On Friday, September 11, 2015, U.S. District Judge Vince Chhabria of the Northern District of California ordered Segan LLC to pay Zynga $1.19 million in attorneys’ fees for filing a patent infringement case that was “objectively baseless from the start.” The Court also ordered that Segan’s outside law firm was jointly and severally liable with Segan for $100,000 of the award as a Rule 11 sanction.
Segan sued Zynga in Delaware federal court in 2011, claiming that several of Zynga’s games infringe U.S. Patent No. 7,054,928. The case was later transferred to the Northern District of California. The ‘928 patent, entitled, “system for viewing content over a network and method therefor," covers a method of browsing the Internet idea in which users obtain an animated icon and then obtain enhancements such as clothing or hats at other websites. Segan accused Zynga of infringing with its FarmVille game, in which users interact with other "farmers" on Facebook by buying and selling virtual livestock or crops.

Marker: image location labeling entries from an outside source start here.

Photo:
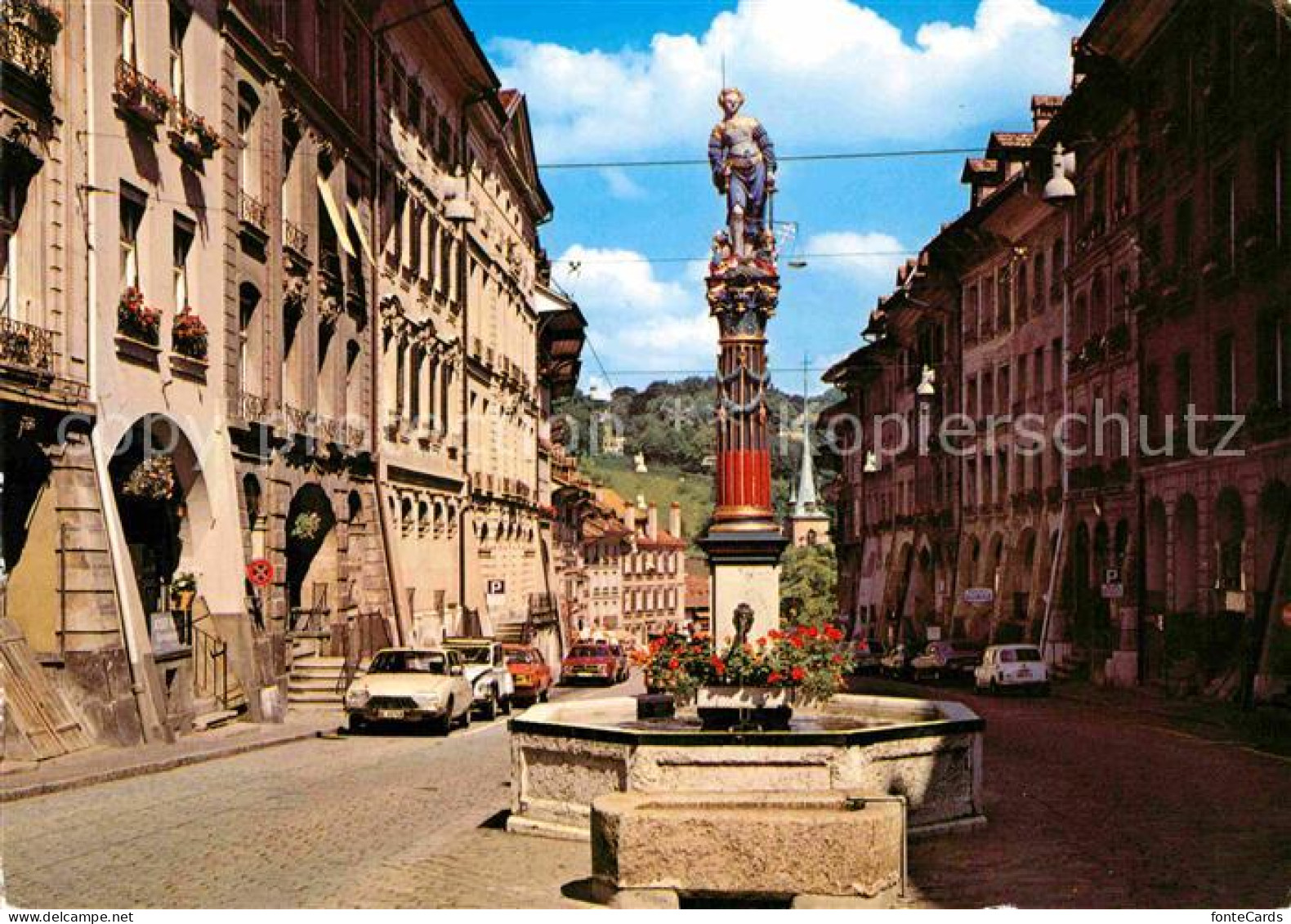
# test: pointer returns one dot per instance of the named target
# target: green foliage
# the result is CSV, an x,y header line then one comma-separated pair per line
x,y
672,423
808,580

At an April, 2015, summary judgment and claim construction hearing, Judge Chhabria stated that, under his interpretation of the patent, Zynga’s games do not infringe the ‘928 patent. The next week, the Court entered judgment in favor of Zynga. Zynga then asked the court to sanction Segan and its counsel and order them to pay Zynga its attorneys’ fees and costs, saying that “no reasonable litigant” could believe it could prevail on Segan’s claim construction positions, which “stretched well beyond reasonable.”
Judge Chhabria awarded all of the fees and costs sought by Zynga, calling them not only reasonable but "on the low side for a case like this, particularly considering the high quality of the representation Zynga received." The Court sanctioned Segan’s outside counsel, finding the pre-filing investigation was inadequate, finding “this was not a case in which attorneys investigated a potential claim on behalf of their client and concluded it had merit based on partial information, only later to learn that their information was wrong.”
Segan LLC v. Zynga, Inc., Case Number 3:14-cv-01315, in the United States District Court for the Northern District of California.